UPDATE: Dean Guitars CEO Evan Rubinson has issued a statement concerning the lawsuit to Metal Injection. It reads as follows: “We have always treated Dime and his brother Vinnie with the utmost respect and loyalty. We have enjoyed a long-standing, 17-year relationship with Dime and Vinnie, and continue that relationship with Vinnie's estate on the ddrum side. We are shocked and saddened to see the actions that Ms. Haney has taken after both the Abbott brothers have tragically passed away, and we wish her the best in her future endeavors.

"However, it is unfortunate that Ms. Haney has allowed her unrealistic demands and accusations to dictate the future of the Dimebag Darrell legacy in the absence of Dime's immediate family. Dean Guitars is proud to have played a role in ensuring Dime's legacy not only survived, but thrived over the past 17 years. We have stood by the estate through good and bad. Ms. Haney’s claims — across the board — are baseless, without any merit and not grounded in reality. We will allow the full truth to come out as the legal process takes its course.”

The estate of the late Pantera guitarist Dimebag Darrell has terminated the icon's posthumous endorsement of Dean Guitars and sued the musical instrument manufacturer for, among other things, breach of contract, fraud and accounting irregularities related to the partnership, as Rita Haney, Darrell's bereaved girlfriend and estate trustee, revealed this week.

On Monday (Aug. 16), Haney issued a statement outlining the situation and shared documentation of the entire lawsuit on the official Dimebag Darrell website. Dimebag, whose real name was Darrell Abbott, switched from endorsing Washburn Guitars to Dean shortly before he was murdered onstage in 2004 during a performance by his post-Pantera band, Damageplan.
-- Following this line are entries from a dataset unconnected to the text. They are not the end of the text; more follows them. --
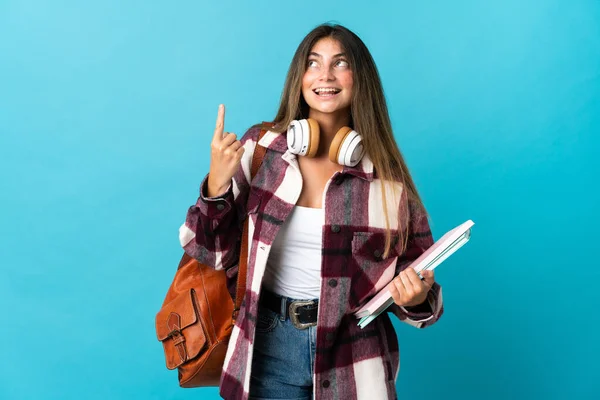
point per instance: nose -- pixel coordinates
(327, 75)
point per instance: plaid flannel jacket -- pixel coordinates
(350, 363)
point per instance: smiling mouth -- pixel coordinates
(326, 92)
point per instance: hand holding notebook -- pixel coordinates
(431, 258)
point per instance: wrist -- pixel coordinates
(215, 190)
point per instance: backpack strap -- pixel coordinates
(257, 158)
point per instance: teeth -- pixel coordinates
(326, 90)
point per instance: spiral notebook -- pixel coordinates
(431, 258)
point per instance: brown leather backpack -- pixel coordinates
(198, 313)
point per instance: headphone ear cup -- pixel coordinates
(346, 147)
(313, 135)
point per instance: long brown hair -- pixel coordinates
(369, 116)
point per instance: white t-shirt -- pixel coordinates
(294, 263)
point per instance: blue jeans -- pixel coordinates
(283, 360)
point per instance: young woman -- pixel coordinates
(334, 216)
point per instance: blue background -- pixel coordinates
(106, 116)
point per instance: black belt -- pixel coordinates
(302, 313)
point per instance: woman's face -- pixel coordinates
(327, 82)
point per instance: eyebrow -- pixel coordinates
(312, 53)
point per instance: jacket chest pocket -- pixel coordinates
(370, 270)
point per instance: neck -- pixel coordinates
(329, 125)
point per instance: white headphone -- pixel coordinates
(346, 147)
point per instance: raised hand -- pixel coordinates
(226, 153)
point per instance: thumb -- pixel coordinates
(428, 277)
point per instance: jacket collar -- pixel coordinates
(278, 142)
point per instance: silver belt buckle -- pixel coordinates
(294, 314)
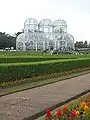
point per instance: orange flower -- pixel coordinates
(73, 114)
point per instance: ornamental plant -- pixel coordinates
(78, 110)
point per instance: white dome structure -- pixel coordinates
(44, 35)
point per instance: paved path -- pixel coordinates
(27, 103)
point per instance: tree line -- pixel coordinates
(81, 44)
(8, 41)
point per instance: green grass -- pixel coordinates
(36, 83)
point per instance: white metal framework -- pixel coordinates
(44, 35)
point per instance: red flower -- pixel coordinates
(58, 114)
(73, 114)
(64, 109)
(48, 114)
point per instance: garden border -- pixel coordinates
(33, 117)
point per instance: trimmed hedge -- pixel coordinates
(18, 59)
(13, 71)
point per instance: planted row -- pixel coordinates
(13, 71)
(26, 59)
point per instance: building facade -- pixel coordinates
(44, 35)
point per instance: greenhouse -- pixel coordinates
(39, 36)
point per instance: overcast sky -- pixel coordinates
(76, 13)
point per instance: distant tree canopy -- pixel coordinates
(81, 44)
(8, 41)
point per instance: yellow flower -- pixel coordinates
(77, 113)
(86, 108)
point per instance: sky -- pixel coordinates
(76, 13)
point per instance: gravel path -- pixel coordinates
(23, 104)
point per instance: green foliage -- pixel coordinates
(13, 71)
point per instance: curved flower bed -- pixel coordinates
(78, 110)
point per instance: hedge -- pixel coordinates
(18, 59)
(13, 71)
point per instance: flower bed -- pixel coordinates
(78, 110)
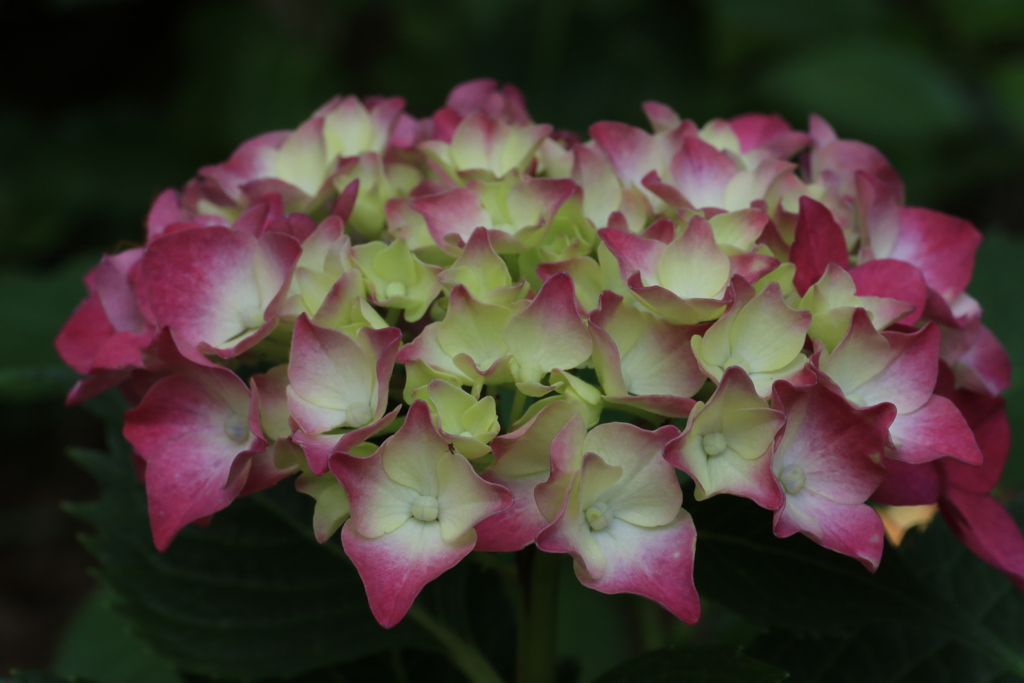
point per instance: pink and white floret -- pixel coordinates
(471, 332)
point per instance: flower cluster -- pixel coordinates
(473, 332)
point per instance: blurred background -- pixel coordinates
(105, 102)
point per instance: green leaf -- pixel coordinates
(34, 306)
(1001, 253)
(701, 664)
(248, 597)
(99, 646)
(36, 382)
(22, 676)
(793, 582)
(974, 632)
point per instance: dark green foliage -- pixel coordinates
(248, 597)
(693, 665)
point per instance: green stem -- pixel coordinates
(463, 654)
(518, 408)
(538, 624)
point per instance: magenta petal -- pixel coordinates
(635, 254)
(935, 430)
(987, 417)
(985, 526)
(213, 286)
(457, 212)
(165, 211)
(985, 365)
(656, 563)
(818, 242)
(838, 446)
(631, 151)
(84, 334)
(893, 279)
(908, 484)
(852, 529)
(701, 173)
(395, 566)
(320, 447)
(517, 526)
(190, 430)
(942, 246)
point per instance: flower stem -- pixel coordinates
(518, 408)
(538, 624)
(463, 654)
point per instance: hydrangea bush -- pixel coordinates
(472, 332)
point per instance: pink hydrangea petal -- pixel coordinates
(211, 285)
(394, 567)
(935, 430)
(819, 242)
(893, 279)
(190, 430)
(84, 334)
(987, 418)
(656, 563)
(908, 484)
(852, 529)
(837, 445)
(318, 447)
(942, 246)
(701, 173)
(517, 526)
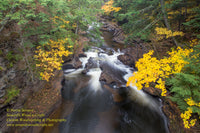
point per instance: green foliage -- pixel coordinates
(186, 85)
(12, 92)
(137, 17)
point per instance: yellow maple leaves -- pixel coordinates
(186, 118)
(50, 57)
(108, 7)
(150, 69)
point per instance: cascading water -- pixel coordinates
(97, 110)
(92, 104)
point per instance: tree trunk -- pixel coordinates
(166, 21)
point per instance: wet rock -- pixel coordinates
(106, 78)
(118, 35)
(111, 74)
(127, 60)
(82, 55)
(67, 66)
(77, 63)
(152, 91)
(92, 63)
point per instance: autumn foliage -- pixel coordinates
(49, 57)
(108, 7)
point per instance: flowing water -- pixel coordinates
(93, 106)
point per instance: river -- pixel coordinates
(92, 104)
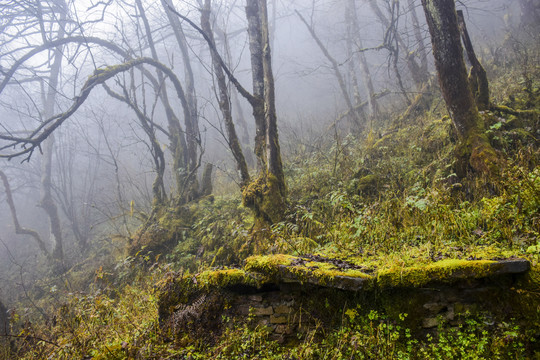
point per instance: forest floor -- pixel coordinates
(391, 199)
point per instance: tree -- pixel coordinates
(266, 194)
(474, 150)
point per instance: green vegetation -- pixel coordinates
(387, 208)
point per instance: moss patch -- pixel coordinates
(442, 271)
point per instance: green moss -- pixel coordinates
(225, 278)
(268, 264)
(442, 271)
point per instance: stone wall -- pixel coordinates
(290, 307)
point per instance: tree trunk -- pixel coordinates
(4, 321)
(474, 150)
(224, 100)
(337, 73)
(267, 194)
(477, 77)
(351, 17)
(47, 202)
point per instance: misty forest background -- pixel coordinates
(140, 138)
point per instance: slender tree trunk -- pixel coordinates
(352, 16)
(224, 100)
(477, 77)
(184, 152)
(192, 123)
(474, 150)
(422, 53)
(19, 230)
(337, 73)
(257, 74)
(266, 195)
(47, 202)
(419, 77)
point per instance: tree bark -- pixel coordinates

"After much consideration, it is with great sadness that I announce the longstanding relationship between Dimebag and Dean Guitars is over," Haney shared.

"Unfortunately, we were forced to file a lawsuit against Dean Guitars," she explained, saying it was "necessary for us to end Dime's endorsement of Dean Guitars to continue to honor and celebrate his legacy the way he deserves, and in the way he had laid it out."

"We do not make this decision lightly," Haney continued, "and it is with a heavy heart that we share this news with you, Dime's loyal fans. … After signing the deal with Dean Guitars in 2004, Dime was ecstatic to finally be working with … [Dean founder] Mr. Dean Zelinsky, who's been gone from the company since 2008."

Indeed, many of the complaints seem to stem from what the estate suggests was a disregard of Dime in the company in the years after Zelinsky's tenure and following a transfer of power from former Dean CEO Elliot Rubinson to his son Evan.

In the lawsuit, as Blabbermouth reported, Haney claims Evan Rubinson was at times "incredibly disrespectful and often times belligerent to the legacy of Abbott." She feels Dean "had taken complete advantage of Abbott over the years and refused to continue a business relationship with Dean Guitars unless Dean Guitars was willing to right its wrongs."

The lawsuit, which demands a jury trial, also alleges that Dean "never paid the contracted amount for each full cover photo" of Dimebag with a Dean instrument that appeared in magazines and elsewhere. It also takes issue with Dean's apparent ownership of Dime's signature Razorback electric guitar design.

"Our love for Dime has not wavered in the 16-plus years since his passing," Haney said, "and he is still as relevant to us today. … In this spirit, we soon hope to have more positive news to share with you regarding the future of 'Dime guitars.' Dime loved his fans so very much, [and] in return, you guys have never wavered in your loyalty and love for him. We cannot thank you enough."

Early in his career, Dime was sponsored by the first version of the Dean Guitars company. His brother, Vinnie Paul — the drummer of Pantera, Damageplan and Hellyeah — died in 2018.